INCONSISTENT HASH | manager node and other nodes.

Question

INCONSISTENT HASH | manager node and other nodes.

varuntanwar opened this issue 5 years ago · comments

Hi,

We have 3 Nodes running.
LEOFS version: 1.3.8-1

root@prd-leofs001:/home/varun.tanwar# leofs-adm status
 [System Confiuration]
-----------------------------------+----------
 Item                              | Value
-----------------------------------+----------
 Basic/Consistency level
-----------------------------------+----------
                    system version | 1.3.8
                        cluster Id | leofs_1
                             DC Id | dc_1
                    Total replicas | 2
          number of successes of R | 1
          number of successes of W | 1
          number of successes of D | 1
 number of rack-awareness replicas | 0
                         ring size | 2^128
-----------------------------------+----------
 Multi DC replication settings
-----------------------------------+----------
 [mdcr] max number of joinable DCs | 2
 [mdcr] total replicas per a DC    | 1
 [mdcr] number of successes of R   | 1
 [mdcr] number of successes of W   | 1
 [mdcr] number of successes of D   | 1
-----------------------------------+----------
 Manager RING hash
-----------------------------------+----------
                 current ring-hash |
                previous ring-hash |
-----------------------------------+----------

 [State of Node(s)]
-------+--------------------------------------------+--------------+----------------+----------------+----------------------------
 type  |                    node                    |    state     |  current ring  |   prev ring    |          updated at
-------+--------------------------------------------+--------------+----------------+----------------+----------------------------
  S    | storage_0@prd-leofs001         | running      | e92344d1       | e92344d1       | 2019-09-16 16:05:13 +0550
  S    | storage_1@prd-leofs002         | running      | e92344d1       | e92344d1       | 2019-09-16 15:33:49 +0550
  S    | storage_2@prd-leofs003         | running      | e92344d1       | e92344d1       | 2019-09-16 15:34:27 +0550
  G    | gateway_http@prd-leofs003      | running      | e92344d1       | e92344d1       | 2019-09-16 15:35:27 +0550
  G    | gateway_s3@prd-leofs001        | running      | e92344d1       | e92344d1       | 2019-09-16 15:34:54 +0550
-------+--------------------------------------------+--------------+----------------+----------------+----------------------------

I have tried restarting all services (stop gateway -> stop storage -> stop manager then start in the reverse order : manager -> storage -> gateway).

When I run where-is command, I getting following error:

leofs-adm whereis s3:///
[ERROR] Could not get ring

When I configure the s3cmd, I get following error:

Test access with supplied credentials? [Y/n] y
Please wait, attempting to list all buckets...
ERROR: Test failed: 403 (AccessDenied): Access Denied
ERROR: Are you sure your keys have s3:ListAllMyBuckets permissions?

but when I upload file via s3cmd, it succeeds.

Yosuke Hara · Answer 1 · Wed Sep 18 2019 11:39:07 GMT+0800 (China Standard Time)

Ring may be broken as below:

 Manager RING hash
-----------------------------------+----------
                 current ring-hash |
                previous ring-hash |
-----------------------------------+----------

You need to rebuild Ring.

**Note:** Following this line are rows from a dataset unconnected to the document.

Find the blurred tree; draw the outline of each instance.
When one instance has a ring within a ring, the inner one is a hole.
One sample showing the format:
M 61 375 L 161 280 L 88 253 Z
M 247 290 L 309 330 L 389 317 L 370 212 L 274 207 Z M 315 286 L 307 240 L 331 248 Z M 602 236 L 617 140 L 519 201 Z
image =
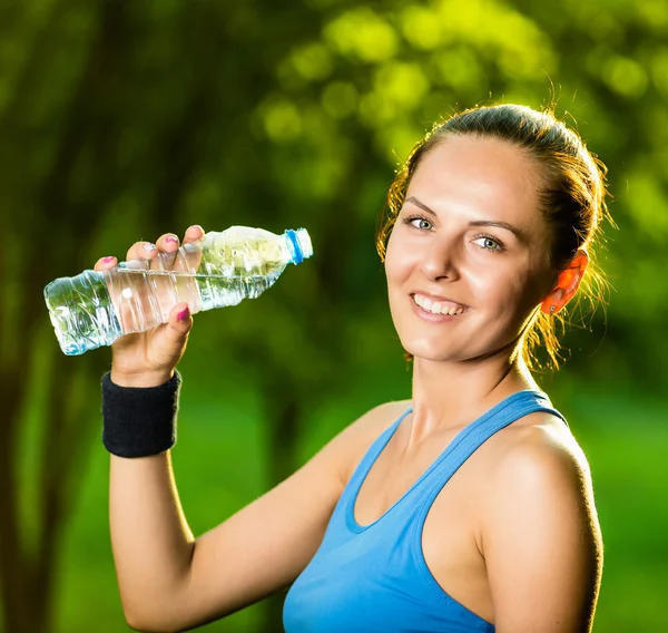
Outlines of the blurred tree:
M 216 350 L 202 379 L 227 363 L 256 377 L 274 485 L 298 465 L 310 410 L 401 362 L 371 245 L 375 217 L 392 166 L 454 109 L 485 99 L 540 107 L 552 90 L 558 111 L 574 113 L 611 168 L 623 238 L 615 256 L 603 252 L 619 293 L 606 343 L 568 371 L 665 386 L 667 343 L 651 332 L 668 293 L 667 22 L 657 0 L 606 10 L 577 0 L 558 10 L 524 0 L 2 3 L 7 633 L 49 630 L 56 553 L 109 358 L 60 353 L 43 285 L 190 222 L 305 225 L 316 256 L 298 281 L 263 296 L 262 310 L 245 302 L 224 327 L 196 325 Z M 606 330 L 603 312 L 593 324 Z M 569 340 L 581 344 L 577 332 Z M 281 601 L 269 605 L 264 630 L 278 631 Z

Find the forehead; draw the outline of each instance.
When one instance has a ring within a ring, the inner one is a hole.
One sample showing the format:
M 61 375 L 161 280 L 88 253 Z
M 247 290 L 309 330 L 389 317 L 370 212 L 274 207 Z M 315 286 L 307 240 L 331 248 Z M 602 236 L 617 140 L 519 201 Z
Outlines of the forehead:
M 471 220 L 504 220 L 528 228 L 541 224 L 536 160 L 505 140 L 451 135 L 422 158 L 409 185 L 436 212 L 461 212 Z M 475 217 L 473 217 L 475 216 Z

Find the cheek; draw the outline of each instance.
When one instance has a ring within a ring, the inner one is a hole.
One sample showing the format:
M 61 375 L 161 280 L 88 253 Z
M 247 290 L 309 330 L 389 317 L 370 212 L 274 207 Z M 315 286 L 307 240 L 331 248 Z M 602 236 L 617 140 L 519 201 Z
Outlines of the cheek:
M 396 238 L 395 234 L 390 235 L 387 241 L 387 250 L 385 253 L 385 274 L 389 280 L 399 280 L 410 273 L 414 266 L 412 260 L 415 259 L 415 253 L 412 249 L 407 249 L 401 240 Z

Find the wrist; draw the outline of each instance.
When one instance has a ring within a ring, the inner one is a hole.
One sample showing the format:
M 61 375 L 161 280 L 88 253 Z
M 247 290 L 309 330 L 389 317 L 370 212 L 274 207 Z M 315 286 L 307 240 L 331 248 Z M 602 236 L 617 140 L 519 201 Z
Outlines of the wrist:
M 148 457 L 176 444 L 180 374 L 155 387 L 124 387 L 102 376 L 102 444 L 118 457 Z
M 111 382 L 118 387 L 159 387 L 169 382 L 174 378 L 174 369 L 171 370 L 157 370 L 157 371 L 141 371 L 141 372 L 125 372 L 119 369 L 115 369 L 111 366 L 110 371 Z

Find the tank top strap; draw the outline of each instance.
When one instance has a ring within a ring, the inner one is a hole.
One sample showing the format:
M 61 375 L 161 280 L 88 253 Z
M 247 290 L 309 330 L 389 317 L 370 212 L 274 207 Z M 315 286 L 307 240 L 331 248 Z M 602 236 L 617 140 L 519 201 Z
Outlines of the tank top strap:
M 383 452 L 383 449 L 399 428 L 401 421 L 413 410 L 413 407 L 409 407 L 394 422 L 392 422 L 369 447 L 364 457 L 353 471 L 353 475 L 348 479 L 347 485 L 345 486 L 341 498 L 338 500 L 338 506 L 345 504 L 350 497 L 355 498 L 357 496 L 357 490 L 362 487 L 362 483 L 366 478 L 366 475 L 371 470 L 371 467 L 375 464 L 375 460 L 379 458 L 379 455 Z
M 541 411 L 557 416 L 568 427 L 568 421 L 552 407 L 548 396 L 542 391 L 533 390 L 513 393 L 464 427 L 419 481 L 429 490 L 426 494 L 416 495 L 416 499 L 420 498 L 422 501 L 420 505 L 423 512 L 420 512 L 420 518 L 423 520 L 426 517 L 429 508 L 443 486 L 488 439 L 515 420 Z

Refer to my comments below:

#1185 (comment)

varuntanwar · Answer 2 · Wed Sep 18 2019 15:31:55 GMT+0800 (China Standard Time)

@yosukehara

On the same thread, one user mentioned that after following the steps all users and buckets disappeared.

Should we go ahead? We can't afford any data loss.

varuntanwar · Answer 3 · Thu Sep 19 2019 15:04:25 GMT+0800 (China Standard Time)

I have another question:

When I configure the s3cmd, I get following error:

Test access with supplied credentials? [Y/n] y
Please wait, attempting to list all buckets...
ERROR: Test failed: 403 (AccessDenied): Access Denied
ERROR: Are you sure your keys have s3:ListAllMyBuckets permissions?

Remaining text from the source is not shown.